Sarashina2-8x70B
Property | Value |
---|---|
Parameter Count | 465B |
Tensor Type | BF16 |
License | Sarashina Model NonCommercial License |
Research Paper | Sparse Upcycling Paper |
What is sarashina2-8x70b?
Sarashina2-8x70B is an advanced language model developed by SB Intuitions, featuring over 465 billion parameters. It's built using the innovative sparse upcycling technique applied to the base Sarashina2-70B model, creating an efficient Mixture-of-Experts architecture. The model is trained on a comprehensive mix of Japanese and English web corpora, making it particularly powerful for bilingual applications.
Implementation Details
The model employs a sentencepiece tokenizer with unigram language modeling and byte-fallback capability, allowing direct processing of raw sentences without pre-tokenization for Japanese text. It requires substantial computational resources for inference, specifically either 16x H100 or 16x A100 80GB GPUs.

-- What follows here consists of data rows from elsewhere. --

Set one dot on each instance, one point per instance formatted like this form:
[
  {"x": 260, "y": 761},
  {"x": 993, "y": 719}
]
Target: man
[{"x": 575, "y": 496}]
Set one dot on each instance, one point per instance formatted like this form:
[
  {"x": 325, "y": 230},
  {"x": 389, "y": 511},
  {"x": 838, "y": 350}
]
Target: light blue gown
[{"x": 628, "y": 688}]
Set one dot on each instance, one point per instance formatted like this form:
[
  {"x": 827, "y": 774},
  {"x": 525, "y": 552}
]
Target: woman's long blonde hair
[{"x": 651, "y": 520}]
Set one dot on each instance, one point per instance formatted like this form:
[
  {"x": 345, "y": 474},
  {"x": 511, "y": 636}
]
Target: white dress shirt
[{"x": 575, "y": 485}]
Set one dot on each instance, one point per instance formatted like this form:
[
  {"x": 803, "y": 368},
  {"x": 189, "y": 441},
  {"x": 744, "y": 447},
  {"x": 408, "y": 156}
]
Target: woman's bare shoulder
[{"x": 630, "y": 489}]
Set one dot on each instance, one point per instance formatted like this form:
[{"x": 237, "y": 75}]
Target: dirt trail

- Specialized tokenization without Japanese pre-tokenization requirement
- BF16 precision for efficient computation
- Built using sparse upcycling methodology
- Mixture-of-Experts architecture for enhanced performance
Core Capabilities
- Bilingual processing in Japanese and English
- Raw text processing without pre-tokenization
- Large-scale language understanding and generation
- Efficient parameter utilization through MoE architecture
Frequently Asked Questions
Q: What makes this model unique?
The model's distinctive feature is its massive 465B parameter count achieved through sparse upcycling, combined with efficient bilingual capabilities for Japanese and English processing.
Q: What are the recommended use cases?
While the model shows promising capabilities, it's important to note that it hasn't been instruction-tuned yet. Users should consider fine-tuning it for specific applications while incorporating safety considerations and human preferences.